From: "Thomas Hellström (VMware)" <thomas_os@shipmail.org>
To: Linus Torvalds <torvalds@linux-foundation.org>,
Thomas Hellstrom <thellstrom@vmware.com>
Cc: Linux-MM <linux-mm@kvack.org>,
"Linux Kernel Mailing List" <linux-kernel@vger.kernel.org>,
"Andrew Morton" <akpm@linux-foundation.org>,
"Matthew Wilcox" <willy@infradead.org>,
"Will Deacon" <will.deacon@arm.com>,
"Peter Zijlstra" <peterz@infradead.org>,
"Rik van Riel" <riel@surriel.com>,
"Minchan Kim" <minchan@kernel.org>,
"Michal Hocko" <mhocko@suse.com>,
"Huang Ying" <ying.huang@intel.com>,
"Jérôme Glisse" <jglisse@redhat.com>,
"Kirill A . Shutemov" <kirill@shutemov.name>
Subject: Re: [PATCH v3 3/7] mm: Add write-protect and clean utilities for address space ranges
Date: Thu, 3 Oct 2019 20:03:12 +0200 [thread overview]

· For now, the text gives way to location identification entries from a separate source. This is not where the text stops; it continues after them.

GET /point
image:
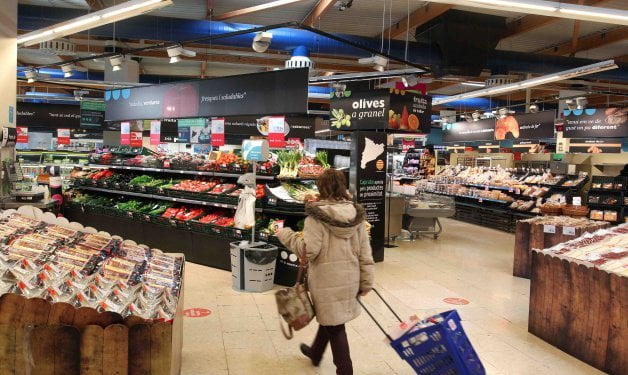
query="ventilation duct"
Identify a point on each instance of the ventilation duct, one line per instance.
(465, 39)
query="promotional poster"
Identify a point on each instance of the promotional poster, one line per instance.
(276, 92)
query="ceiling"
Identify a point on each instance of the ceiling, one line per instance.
(367, 18)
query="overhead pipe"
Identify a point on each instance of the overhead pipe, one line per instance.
(173, 29)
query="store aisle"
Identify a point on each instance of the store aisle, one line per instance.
(468, 263)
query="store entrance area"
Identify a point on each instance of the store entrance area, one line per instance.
(469, 268)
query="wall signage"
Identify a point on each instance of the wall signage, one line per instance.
(596, 123)
(276, 92)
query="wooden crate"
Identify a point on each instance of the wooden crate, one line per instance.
(581, 310)
(530, 235)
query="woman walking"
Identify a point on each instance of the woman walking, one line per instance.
(336, 244)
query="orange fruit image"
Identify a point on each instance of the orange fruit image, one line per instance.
(413, 122)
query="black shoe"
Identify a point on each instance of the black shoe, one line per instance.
(307, 351)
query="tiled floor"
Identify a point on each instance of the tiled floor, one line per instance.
(241, 335)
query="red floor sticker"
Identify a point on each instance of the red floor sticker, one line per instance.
(196, 312)
(456, 301)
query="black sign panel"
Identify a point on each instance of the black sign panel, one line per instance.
(538, 125)
(92, 114)
(596, 123)
(394, 110)
(39, 116)
(595, 146)
(482, 130)
(277, 92)
(368, 179)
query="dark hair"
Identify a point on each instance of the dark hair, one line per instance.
(332, 185)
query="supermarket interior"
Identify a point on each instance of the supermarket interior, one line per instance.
(179, 177)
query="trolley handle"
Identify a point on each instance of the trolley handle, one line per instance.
(373, 318)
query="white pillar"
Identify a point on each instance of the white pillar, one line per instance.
(8, 68)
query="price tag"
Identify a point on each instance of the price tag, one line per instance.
(569, 231)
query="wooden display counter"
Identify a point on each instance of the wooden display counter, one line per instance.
(581, 310)
(531, 234)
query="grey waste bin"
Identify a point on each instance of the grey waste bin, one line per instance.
(253, 266)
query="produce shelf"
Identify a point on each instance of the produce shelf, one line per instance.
(162, 197)
(176, 171)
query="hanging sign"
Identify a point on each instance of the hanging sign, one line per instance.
(92, 114)
(595, 145)
(218, 132)
(155, 132)
(393, 110)
(282, 91)
(596, 123)
(125, 133)
(276, 134)
(136, 139)
(538, 125)
(63, 136)
(483, 130)
(22, 134)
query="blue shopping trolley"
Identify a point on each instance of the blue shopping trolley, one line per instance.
(441, 348)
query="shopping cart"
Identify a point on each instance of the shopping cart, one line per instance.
(437, 345)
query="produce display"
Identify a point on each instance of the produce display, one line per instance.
(606, 249)
(60, 264)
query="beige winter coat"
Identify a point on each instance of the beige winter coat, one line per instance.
(340, 259)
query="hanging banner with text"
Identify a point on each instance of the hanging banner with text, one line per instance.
(63, 136)
(218, 132)
(393, 110)
(125, 133)
(483, 130)
(136, 139)
(22, 134)
(92, 114)
(155, 132)
(276, 135)
(596, 123)
(595, 146)
(282, 91)
(538, 125)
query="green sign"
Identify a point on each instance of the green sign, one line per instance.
(92, 114)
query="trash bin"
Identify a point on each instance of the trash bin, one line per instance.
(253, 266)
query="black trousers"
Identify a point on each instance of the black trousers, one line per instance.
(336, 336)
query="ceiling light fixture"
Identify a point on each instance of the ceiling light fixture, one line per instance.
(116, 62)
(554, 77)
(262, 41)
(548, 9)
(175, 53)
(105, 16)
(68, 70)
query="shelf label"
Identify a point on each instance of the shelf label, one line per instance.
(569, 231)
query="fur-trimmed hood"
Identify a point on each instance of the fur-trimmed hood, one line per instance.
(339, 217)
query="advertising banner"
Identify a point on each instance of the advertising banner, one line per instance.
(368, 180)
(52, 116)
(596, 123)
(63, 136)
(136, 139)
(276, 92)
(155, 132)
(538, 125)
(22, 134)
(92, 114)
(483, 130)
(595, 145)
(276, 135)
(125, 133)
(394, 110)
(218, 132)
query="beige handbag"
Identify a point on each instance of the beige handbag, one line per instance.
(294, 303)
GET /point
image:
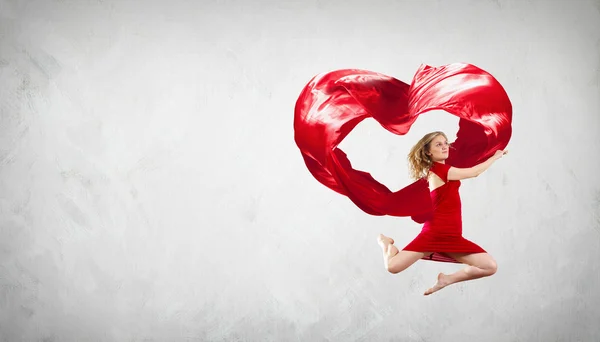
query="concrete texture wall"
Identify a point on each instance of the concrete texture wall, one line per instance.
(151, 190)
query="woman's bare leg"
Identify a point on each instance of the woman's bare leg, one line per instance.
(396, 261)
(480, 265)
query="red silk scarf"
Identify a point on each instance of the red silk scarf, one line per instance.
(333, 103)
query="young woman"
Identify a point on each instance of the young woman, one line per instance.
(441, 237)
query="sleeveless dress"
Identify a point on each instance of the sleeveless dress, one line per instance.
(442, 233)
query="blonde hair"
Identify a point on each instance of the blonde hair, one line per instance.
(418, 160)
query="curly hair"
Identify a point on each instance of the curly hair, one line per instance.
(418, 161)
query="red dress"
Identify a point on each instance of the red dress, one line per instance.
(443, 232)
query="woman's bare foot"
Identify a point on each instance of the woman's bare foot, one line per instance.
(441, 283)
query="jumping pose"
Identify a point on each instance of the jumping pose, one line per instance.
(441, 236)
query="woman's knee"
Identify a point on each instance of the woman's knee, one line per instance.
(395, 268)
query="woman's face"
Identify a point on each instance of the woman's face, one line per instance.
(439, 148)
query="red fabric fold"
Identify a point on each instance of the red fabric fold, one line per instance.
(333, 103)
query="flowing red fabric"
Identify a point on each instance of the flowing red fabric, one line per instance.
(333, 103)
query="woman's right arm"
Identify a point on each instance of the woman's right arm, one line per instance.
(455, 173)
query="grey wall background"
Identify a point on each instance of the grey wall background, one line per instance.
(151, 190)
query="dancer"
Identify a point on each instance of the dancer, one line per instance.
(441, 236)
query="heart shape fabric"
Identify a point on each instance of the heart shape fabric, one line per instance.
(333, 103)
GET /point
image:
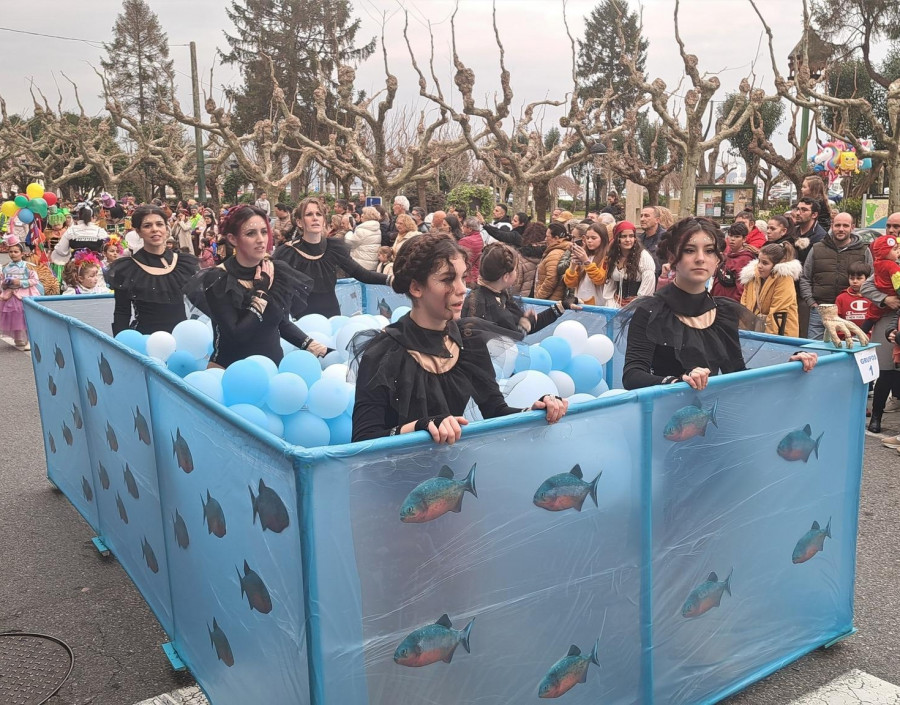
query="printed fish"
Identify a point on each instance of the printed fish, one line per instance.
(706, 596)
(105, 370)
(271, 510)
(690, 421)
(182, 538)
(123, 515)
(432, 643)
(149, 555)
(104, 476)
(436, 497)
(255, 589)
(567, 490)
(213, 515)
(86, 488)
(568, 672)
(92, 394)
(182, 452)
(812, 542)
(140, 425)
(799, 445)
(111, 438)
(131, 483)
(219, 641)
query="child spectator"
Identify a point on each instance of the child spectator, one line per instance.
(82, 275)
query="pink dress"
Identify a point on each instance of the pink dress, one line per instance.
(12, 312)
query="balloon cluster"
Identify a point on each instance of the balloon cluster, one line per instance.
(34, 202)
(568, 364)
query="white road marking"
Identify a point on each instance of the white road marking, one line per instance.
(853, 688)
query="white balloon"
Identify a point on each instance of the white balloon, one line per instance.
(525, 388)
(563, 382)
(315, 322)
(600, 347)
(161, 345)
(573, 333)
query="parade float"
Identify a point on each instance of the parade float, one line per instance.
(656, 546)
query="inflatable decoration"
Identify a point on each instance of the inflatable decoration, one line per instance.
(654, 546)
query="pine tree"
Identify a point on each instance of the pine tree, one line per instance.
(297, 35)
(598, 67)
(137, 61)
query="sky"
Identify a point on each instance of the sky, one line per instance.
(726, 35)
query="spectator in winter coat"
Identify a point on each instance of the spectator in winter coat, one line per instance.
(366, 239)
(738, 255)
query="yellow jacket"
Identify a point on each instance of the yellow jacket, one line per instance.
(778, 294)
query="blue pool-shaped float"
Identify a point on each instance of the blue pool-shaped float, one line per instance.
(721, 545)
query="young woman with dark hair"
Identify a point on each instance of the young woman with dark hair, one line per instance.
(682, 333)
(249, 297)
(419, 373)
(152, 280)
(319, 258)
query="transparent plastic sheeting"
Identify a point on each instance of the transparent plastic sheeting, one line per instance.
(720, 547)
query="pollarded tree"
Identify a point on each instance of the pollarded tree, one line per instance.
(137, 62)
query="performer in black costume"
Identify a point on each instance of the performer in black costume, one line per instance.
(420, 372)
(308, 251)
(152, 280)
(248, 297)
(682, 333)
(491, 300)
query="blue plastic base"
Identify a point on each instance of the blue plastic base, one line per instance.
(174, 658)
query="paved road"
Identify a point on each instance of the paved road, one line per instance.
(54, 581)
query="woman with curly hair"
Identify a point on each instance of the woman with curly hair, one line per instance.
(419, 373)
(632, 270)
(319, 258)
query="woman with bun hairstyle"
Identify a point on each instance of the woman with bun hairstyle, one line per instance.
(419, 373)
(249, 297)
(319, 258)
(491, 300)
(149, 285)
(769, 288)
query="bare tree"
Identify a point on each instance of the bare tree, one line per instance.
(688, 137)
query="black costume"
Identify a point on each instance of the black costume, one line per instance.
(409, 373)
(154, 285)
(320, 262)
(662, 347)
(503, 309)
(250, 318)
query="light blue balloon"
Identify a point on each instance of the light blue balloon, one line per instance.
(209, 384)
(341, 428)
(303, 363)
(328, 398)
(337, 322)
(399, 312)
(287, 393)
(560, 351)
(274, 423)
(540, 359)
(182, 363)
(133, 340)
(306, 429)
(586, 371)
(253, 414)
(266, 363)
(245, 382)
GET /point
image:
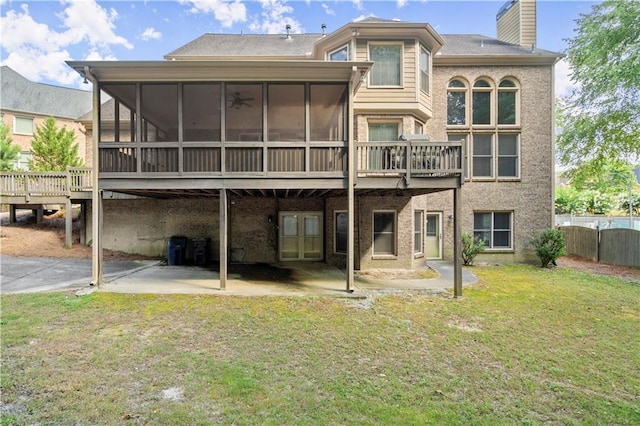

Message-ID: <a3aebf74-be74-bf15-f016-da9734ba435a@shipmail.org> (raw)
In-Reply-To: <CAHk-=wj5NiFPouYd6zUgY4K7VovOAxQT-xhDRjD6j5hifBWi_g@mail.gmail.com>
On 10/3/19 6:55 PM, Linus Torvalds wrote:
>
> d) Fix the pte walker to do the right thing, then just use separate
> pte walkers in your code
>
> The fix would be those two conceptual changes:
>
> 1) don't split if the walker asks for a pmd_entry (the walker itself
> can then decide to split, of course, but right now no walkers want it
> since there are no pmd _and_ pte walkers, because people who want that
> do the pte walk themselves)
>
> 2) get the proper page table lock if you do walk the pte, since
> otherwise it's racy
>
> Then there won't be any code duplication, because all the duplication
> you now have at the pmd level is literally just workarounds for the
> fact that our current walker has this bug.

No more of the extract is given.